The civil rights organization and the Forward Together Moral Movement involved in recent demonstrations in Raleigh want the legislature to push back the deadline by another year until June 30, 2015. That’s the same date in which the legislature directed payments to qualified applicants from a $10 million fund. State law set Monday’s deadline.

The Rev. William Barber, president of the North Carolina NAACP, said that the state hasn’t done a good enough job with reaching out to survivors of the program, in which the state sterilized what it considered inferior citizens incapable of caring for children.

“We shouldn’t have a deadline that would victimize them more,” Barber said Monday in an interview. “There was no arbitrary deadline for the eugenics program.”

Some 7,600 others were sterilized from 1929 to 1974 under the state’s program, but only a fraction are still alive. Most were either forced or coerced into the procedure, though a small number of people chose to be sterilized. As of last week, about a third of the estimated living victims had submitted claims.

The deadline for victims to file a claim was set for 5 p.m., although Chris Mears, a spokesman for the state department that houses the Office for Justice of Sterilization Victims, said it would accept mail postmarked by Monday. Mears said state law would have to be changed or a judge would have to sign an order to shift the deadline.

The House version of the budget passed in June would accelerate the first payment date. Extending the deadline would jeopardize that effort, said Anna Roberts, spokeswoman for House Speaker Thom Tillis, R-Mecklenburg.
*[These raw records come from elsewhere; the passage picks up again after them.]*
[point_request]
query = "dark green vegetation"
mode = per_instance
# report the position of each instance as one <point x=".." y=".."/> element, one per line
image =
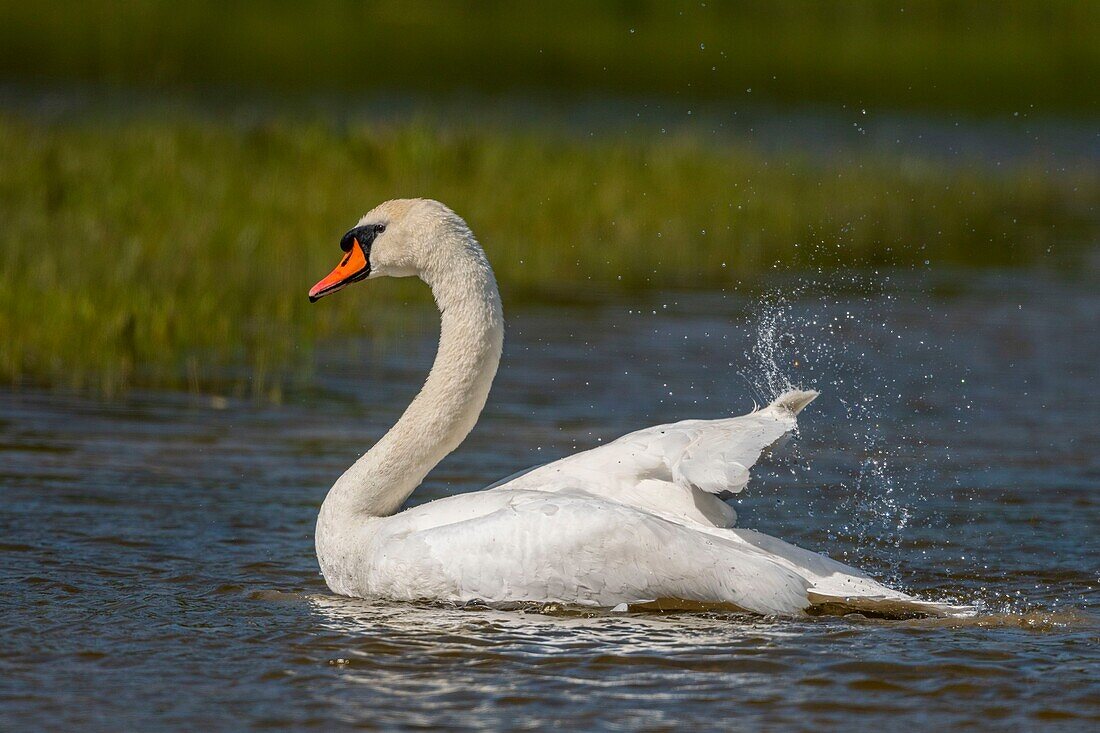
<point x="974" y="57"/>
<point x="167" y="249"/>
“Extending the deadline would delay the payment to some qualified recipients,” Roberts wrote in an email. She said the sterilization victims’ office had sent “direct mail pieces, made hundreds phone calls and partnered with other agencies to attempt to reach as many victims as possible … It’s time for the qualified recipients to receive their compensation.”

Officials for Senate leader Phil Berger, R-Rockingham, didn’t immediately return messages seeking comment Monday.
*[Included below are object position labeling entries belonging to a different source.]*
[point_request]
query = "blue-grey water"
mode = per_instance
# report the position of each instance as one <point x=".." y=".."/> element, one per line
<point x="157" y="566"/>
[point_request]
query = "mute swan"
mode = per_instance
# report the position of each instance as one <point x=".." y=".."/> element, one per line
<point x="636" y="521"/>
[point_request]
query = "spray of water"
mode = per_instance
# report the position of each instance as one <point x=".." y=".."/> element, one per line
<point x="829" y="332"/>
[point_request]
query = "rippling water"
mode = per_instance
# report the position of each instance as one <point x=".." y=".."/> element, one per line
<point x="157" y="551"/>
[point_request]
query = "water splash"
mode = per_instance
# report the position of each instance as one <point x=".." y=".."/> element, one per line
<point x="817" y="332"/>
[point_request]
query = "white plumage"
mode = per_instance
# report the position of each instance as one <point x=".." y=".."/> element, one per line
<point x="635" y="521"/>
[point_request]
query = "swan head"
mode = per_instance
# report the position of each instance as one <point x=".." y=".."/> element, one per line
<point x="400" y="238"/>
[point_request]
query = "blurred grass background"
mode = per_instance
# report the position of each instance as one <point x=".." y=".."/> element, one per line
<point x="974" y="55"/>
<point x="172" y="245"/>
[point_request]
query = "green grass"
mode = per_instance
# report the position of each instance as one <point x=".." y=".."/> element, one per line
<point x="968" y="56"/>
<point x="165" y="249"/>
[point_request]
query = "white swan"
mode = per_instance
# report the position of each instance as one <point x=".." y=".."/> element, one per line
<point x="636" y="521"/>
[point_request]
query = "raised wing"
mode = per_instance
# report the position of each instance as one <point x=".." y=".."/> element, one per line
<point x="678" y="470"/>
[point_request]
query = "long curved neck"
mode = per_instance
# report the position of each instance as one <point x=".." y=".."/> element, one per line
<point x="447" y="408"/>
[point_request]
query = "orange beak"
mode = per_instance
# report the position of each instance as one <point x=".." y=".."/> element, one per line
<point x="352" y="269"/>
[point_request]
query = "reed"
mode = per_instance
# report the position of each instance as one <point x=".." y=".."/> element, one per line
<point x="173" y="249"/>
House Minority Leader Larry Hall, D-Durham, filed a bill this year to extend the claim-filing period, but no action has been taken on the measure.

In an open letter to elected officials released Monday, Barber questions the state’s commitment to making amends with victims of the decades-long sterilization program.

“If state legislators work to extend this deadline, they will show they are serious about making amends,” the letter said. “If they do not, we will know that this restitution program is merely a political ploy to get political points in an election year.”

McCrory spokesman Josh Ellis said Monday the governor is proud to be from the first state in the nation that will address the injustice that was committed against eugenics victims. “This claim is another example of Rev. Barber seeking to make a last-minute political statement instead of assisting some of the very people he is charged to help,” Ellis said.